Open GoogleCodeExporter opened 9 years ago
Using Tika's AutoDetectReader would be an elegant way of doing it.
Original comment by digitalpebble
on 19 Jan 2015 at 5:00
We should use [https://code.google.com/p/forbidden-apis/] to detect such cases.
Will open a new issue for that.
Original comment by digitalpebble
on 23 Jan 2015 at 9:05
Note to self : for the processXml(URL sitemapUrl, byte[] xmlContent) method we
should do :
BOMInputStream bomIs = new BOMInputStream(new ByteArrayInputStream(xmlContent));
InputSource is = new InputSource();
is.setByteStream(bomIs);
// no knowledge of encoding -> let SAX guess if from the XML header and assume it is correct
return processXml(sitemapUrl, is);
as passing a stream will let SAX detect the encoding from the XML header. Might
not always be correct but at least it will be better than constructing a String
with the default Locale.
For processText() we will need to let the user specify a charset (e.g. the one
returned by the server) and/or detect the correct encoding.

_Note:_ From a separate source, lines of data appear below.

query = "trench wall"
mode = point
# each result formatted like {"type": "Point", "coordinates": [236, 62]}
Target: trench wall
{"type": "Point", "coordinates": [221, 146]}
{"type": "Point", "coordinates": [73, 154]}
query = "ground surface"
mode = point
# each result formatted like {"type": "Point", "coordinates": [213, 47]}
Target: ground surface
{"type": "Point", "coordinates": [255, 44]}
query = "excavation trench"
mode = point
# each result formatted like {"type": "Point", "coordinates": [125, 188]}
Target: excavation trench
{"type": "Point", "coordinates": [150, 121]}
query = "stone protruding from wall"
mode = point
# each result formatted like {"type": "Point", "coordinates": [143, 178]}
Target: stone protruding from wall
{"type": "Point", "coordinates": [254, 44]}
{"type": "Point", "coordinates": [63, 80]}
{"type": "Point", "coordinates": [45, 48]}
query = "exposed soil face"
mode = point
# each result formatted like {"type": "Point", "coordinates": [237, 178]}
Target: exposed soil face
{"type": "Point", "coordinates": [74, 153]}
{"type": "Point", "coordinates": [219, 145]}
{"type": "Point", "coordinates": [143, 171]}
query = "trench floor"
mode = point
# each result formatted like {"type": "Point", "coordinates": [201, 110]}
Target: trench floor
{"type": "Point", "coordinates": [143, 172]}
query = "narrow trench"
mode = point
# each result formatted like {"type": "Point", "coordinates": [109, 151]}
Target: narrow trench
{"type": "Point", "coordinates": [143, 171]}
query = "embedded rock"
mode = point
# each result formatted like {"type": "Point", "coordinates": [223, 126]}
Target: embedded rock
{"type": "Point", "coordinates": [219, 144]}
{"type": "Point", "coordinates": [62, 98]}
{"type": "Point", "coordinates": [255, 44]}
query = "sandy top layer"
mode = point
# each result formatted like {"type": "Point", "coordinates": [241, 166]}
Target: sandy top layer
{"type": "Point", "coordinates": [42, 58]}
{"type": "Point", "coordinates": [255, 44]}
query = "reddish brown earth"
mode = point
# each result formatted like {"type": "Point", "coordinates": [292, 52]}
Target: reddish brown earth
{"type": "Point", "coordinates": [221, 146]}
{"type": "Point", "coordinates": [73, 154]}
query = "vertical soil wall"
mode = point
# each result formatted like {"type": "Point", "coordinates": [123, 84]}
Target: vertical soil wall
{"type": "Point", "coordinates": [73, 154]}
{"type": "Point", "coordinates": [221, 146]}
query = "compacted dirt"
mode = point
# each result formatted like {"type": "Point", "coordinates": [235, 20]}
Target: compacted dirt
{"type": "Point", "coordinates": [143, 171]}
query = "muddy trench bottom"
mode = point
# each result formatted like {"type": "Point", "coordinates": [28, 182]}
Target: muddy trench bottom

Original comment by digitalpebble
on 23 Jan 2015 at 3:16
In theory [http://www.sitemaps.org/protocol.html#escaping] the files should be
in UTF-8 with the content URL-escaped. Maybe we should simply ignore such cases
even if they are found in practice.
Note : it would still be better not to rely on the default charset and let SAX
detect the charset specified in the header.

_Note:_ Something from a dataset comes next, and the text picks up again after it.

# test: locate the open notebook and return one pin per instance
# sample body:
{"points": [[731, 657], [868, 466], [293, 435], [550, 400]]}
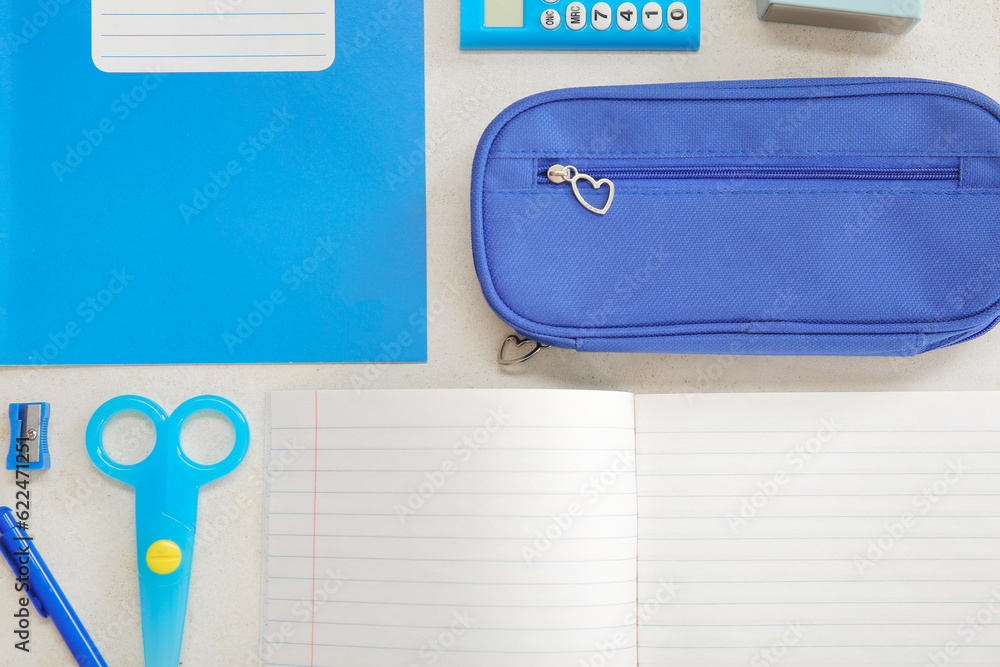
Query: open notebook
{"points": [[595, 529]]}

Original comment by digitalpebble
on 23 Jan 2015 at 4:31
I've modified the code to use UTF-8 as the charset, when processing the byte
array. It's a trivial change, but I don't know of an easy way to test this
(force default charset to be explicitly not UTF-8), so that we could then test
the results of parsing something with text that's not just 7-bit ascii. Any
ideas?
Original comment by kkrugler...@transpac.com
on 26 Jan 2015 at 1:34
Trivial patch as per above
Original comment by kkrugler...@transpac.com
on 26 Jan 2015 at 1:35
Attachments:
Using StandardCharsets.UTF_8 is a nicer approach : it avoids a lookup based on
the String representation of the charset but also does not throw a
UnsupportedEncodingException, which makes the code a bit nicer.
For the XML files, what about using is.setByteStream(bomIs) instead? It would
use the charset defined in the XML header, which is better than forcing to
UTF-8 (even though that's what it should be). For text, let's just assume UTF-8
indeed.
Tests : Could have documents in ISO-1 with incompatible symbols.

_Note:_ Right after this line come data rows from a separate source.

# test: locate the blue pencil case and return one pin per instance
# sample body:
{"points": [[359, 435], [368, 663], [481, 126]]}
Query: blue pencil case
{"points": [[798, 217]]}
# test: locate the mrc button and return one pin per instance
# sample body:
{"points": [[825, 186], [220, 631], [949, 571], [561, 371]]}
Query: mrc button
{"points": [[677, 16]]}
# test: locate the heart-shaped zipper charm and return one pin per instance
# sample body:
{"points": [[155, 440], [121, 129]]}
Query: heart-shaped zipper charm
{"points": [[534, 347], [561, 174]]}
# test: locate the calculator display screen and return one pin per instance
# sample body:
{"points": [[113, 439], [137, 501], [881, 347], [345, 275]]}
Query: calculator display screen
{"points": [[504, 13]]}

Original comment by digitalpebble
on 26 Jan 2015 at 6:14
I think StandardCharsets is Java 1.7, but our target build is 1.6. So we'd need
to make the decision to bail on Java 1.6 compatibility first.
Re using the setByteStream call - seems fine, only oddity is that then a text
file is forced to be UTF-8, but an XML file could be something else.
Re tests - my question was how to validate that even if the locale had a
default charset of say CP-1252, a properly encoded UTF-8 text file would be
parsed properly. Having someone on Windows validate that the test fails w/o the
fix is a start, but it's not a proper test.
Original comment by kkrugler...@transpac.com
on 26 Jan 2015 at 6:41
Original issue reported on code.google.com by
digitalpebble
on 19 Jan 2015 at 4:51